Ross Stores Agrees to $3.9 Million Civil Penalty, Internal Compliance Improvements for Failure to Report Drawstrings in Children's Upper Outerwear
In addition to paying a monetary penalty, Ross Stores has agreed to implement and maintain a compliance program designed to ensure compliance with the reporting requirements of Section 15(b) of the Consumer Product Safety Act and the Final Rule. Ross Stores also agreed to enhance its existing compliance policies by ensuring that its ongoing program contains written standards and policies, a mechanism for confidential employee reporting of compliance related questions or concerns, and appropriate communication of company compliance policies to all employees through training programs. Ross Stores has designed and implemented a system of internal controls and procedures to ensure that the firm's reporting to the commission is timely, truthful, complete, accurate and in accordance with applicable law. The company will also take steps to ensure that prompt disclosure is made to management of any significant deficiencies or material weaknesses in the design or operation of such internal controls.

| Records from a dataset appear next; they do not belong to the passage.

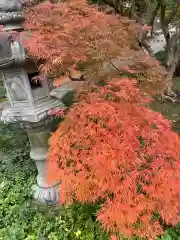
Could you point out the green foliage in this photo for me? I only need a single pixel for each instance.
(20, 217)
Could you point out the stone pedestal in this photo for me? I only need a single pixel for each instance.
(38, 134)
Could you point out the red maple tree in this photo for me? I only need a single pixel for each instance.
(73, 35)
(112, 147)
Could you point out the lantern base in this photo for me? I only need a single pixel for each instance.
(45, 195)
(32, 114)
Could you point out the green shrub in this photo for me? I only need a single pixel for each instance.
(20, 217)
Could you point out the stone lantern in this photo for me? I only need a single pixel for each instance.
(29, 101)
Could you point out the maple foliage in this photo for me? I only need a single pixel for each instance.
(111, 146)
(73, 35)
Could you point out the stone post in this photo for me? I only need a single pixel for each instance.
(38, 134)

"Ross is a repeat violator," Tenenbaum said. "In 2009, it paid a civil penalty of $500,000 for violating the same law, Section 15 of the Consumer Product Safety Act (CPSA). Neither the fine nor the supposed remedial measures Ross implemented on its own initiative following that settlement was sufficient to prevent the continued sale of defective garments. Vendors who were contractually obligated to provide compliant products continuously failed to do so; internal policies prohibiting the purchase, inventory, and sale of garments with drawstrings were equally ineffective. Regardless of what Ross's management may have wanted to believe about the effectiveness of their policies, they clearly did not work. Moreover, the fact that Ross did not design, manufacture, or import the garments did not relieve it of the obligation to ensure that they comply with all applicable safety statutes and regulations."
Federal law requires manufacturers, distributors, and retailers to report to CPSC immediately (within 24 hours) after obtaining information reasonably supporting the conclusion that a product contains a defect which could create a substantial product hazard, creates an unreasonable risk of serious injury or death, or fails to comply with any consumer product safety rule or any other rule, regulation, standard, or ban enforced by CPSC.